The Recorder – Barbès in the Woods makes Montague a world stage

MONTAGUE – The Barbès in the Woods music festival made the small town of Montague the center of the world on Saturday.

The a musical program of global influence which marked the day’s festivities between previous precipitation and impending Hurricane Henri. Cloudy skies and mid-1980s heat did little to dampen the festival, as the location of Bartlett Farm saw its vast field crushed by hundreds of dancing feet.

The farm installation consisted of two stages – the Field Stage and the Grove Stage – which participants could alternate from at the end of the sets. Several food trucks and other vendors have set up on both sides of the field. The cove at the back of the site was lined with loudspeakers playing music and a sign inviting people to splash around and cool off.

Edo Mor, festival talent buyer and master of ceremonies for Laudable Productions, said he had high hopes for attendance, compared to the number of people Barbès in the Woods drew in 2019.

“We expected it to be twice as full and twice as full,” said Mor. “It’s incredibly encouraging to have an attendance that exceeds expectations for music that people have never heard before. ”

It is this theme of curiosity and foreign attraction that made the festival so special.

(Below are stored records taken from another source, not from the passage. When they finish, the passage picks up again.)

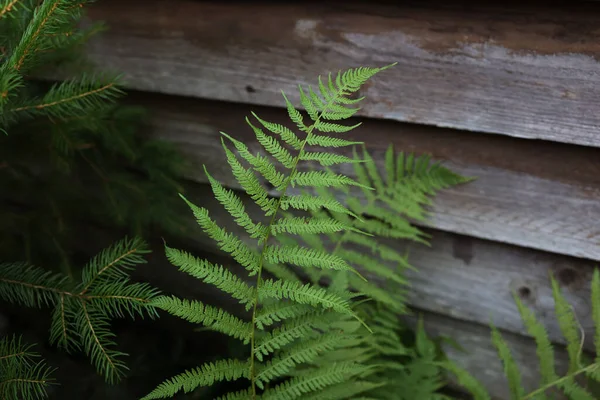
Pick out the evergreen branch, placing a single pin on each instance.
(78, 96)
(46, 10)
(6, 8)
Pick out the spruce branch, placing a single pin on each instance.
(82, 309)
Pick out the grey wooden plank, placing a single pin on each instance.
(529, 71)
(533, 194)
(465, 278)
(479, 357)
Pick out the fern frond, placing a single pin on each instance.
(279, 311)
(227, 242)
(326, 141)
(312, 203)
(304, 352)
(569, 326)
(234, 206)
(323, 179)
(212, 274)
(510, 367)
(304, 294)
(286, 134)
(596, 311)
(288, 332)
(199, 313)
(315, 380)
(205, 375)
(544, 349)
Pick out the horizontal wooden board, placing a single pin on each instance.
(466, 278)
(479, 357)
(525, 71)
(540, 195)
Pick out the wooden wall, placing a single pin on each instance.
(507, 93)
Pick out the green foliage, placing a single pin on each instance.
(576, 383)
(405, 368)
(289, 325)
(84, 308)
(22, 374)
(70, 151)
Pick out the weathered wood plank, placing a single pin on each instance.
(525, 71)
(480, 357)
(466, 278)
(535, 194)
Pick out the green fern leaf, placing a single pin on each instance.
(226, 241)
(312, 203)
(313, 381)
(205, 375)
(274, 148)
(596, 311)
(326, 141)
(199, 313)
(305, 257)
(279, 311)
(323, 179)
(234, 206)
(212, 274)
(544, 349)
(304, 352)
(568, 324)
(286, 134)
(510, 367)
(304, 294)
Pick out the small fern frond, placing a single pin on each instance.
(286, 134)
(227, 242)
(199, 313)
(313, 381)
(596, 311)
(279, 311)
(569, 326)
(511, 370)
(307, 202)
(212, 274)
(544, 349)
(304, 352)
(205, 375)
(304, 294)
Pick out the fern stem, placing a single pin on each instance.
(542, 389)
(293, 169)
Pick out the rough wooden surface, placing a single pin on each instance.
(540, 195)
(480, 357)
(517, 70)
(466, 278)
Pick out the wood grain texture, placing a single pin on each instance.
(519, 70)
(465, 278)
(479, 357)
(540, 195)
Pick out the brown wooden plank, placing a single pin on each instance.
(529, 71)
(466, 278)
(480, 357)
(534, 194)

Barbès in the Woods was inspired by Barbes, the bar in South Brooklyn, NY, which has proudly hosted internationally diverse live music since it opened in 2003. Kyle Homestead, Founder and Impresario of Laudable Productions, said the The main goal was to juxtapose international relevance with the small town vibe of Montague to “bring as much magic to the nooks and crannies (of the region) as possible”.

Robyn O’Brien, a Plainfield resident who attended the inaugural Barbes in the Woods 2019 festival, said Mor did a great job sculpting the identity of the event.

“I love everything he brings to the valley in terms of world music,” said O’Brien. “I like the performers. They are original and wonderful.

Gyan Riley, a member of artist Arooj Aftab’s Vulture Prince ensemble, said the outdoor nature of the festival is especially exciting for him as someone who has enjoyed performing at Barbes in Brooklyn countless times.

“It’s just a really wonderful way to hear this music,” said Riley.

Another member of the ensemble, Darian Thomas, said such a congregation was particularly significant given how the COVID-19 pandemic made such gatherings difficult.

“It all feels like an exercise in perseverance and perseverance,” said Thomas. “I think it’s really beautiful.”

“It’s really cool. I haven’t really done a lot of outdoor festivals,” Aftab said. “We’re really, really thankful to be able to play again.”

Some participants, regardless of location and connection to the city, relished the sense of community that could be fostered in such a place.

“It’s your woodland festival crowd,” said Aftab, a Brooklyn resident. “It’s really cold. Our music is like that too, you know?

“I really like the sense of community,” said Kiana Garvey, a Boston resident. “I just saw two people kissing and it was really amazing, especially because of the pandemic.”

Even though the festival attracts people from all over the world, the organizers made a point of emphasizing that the local community deserves its own love.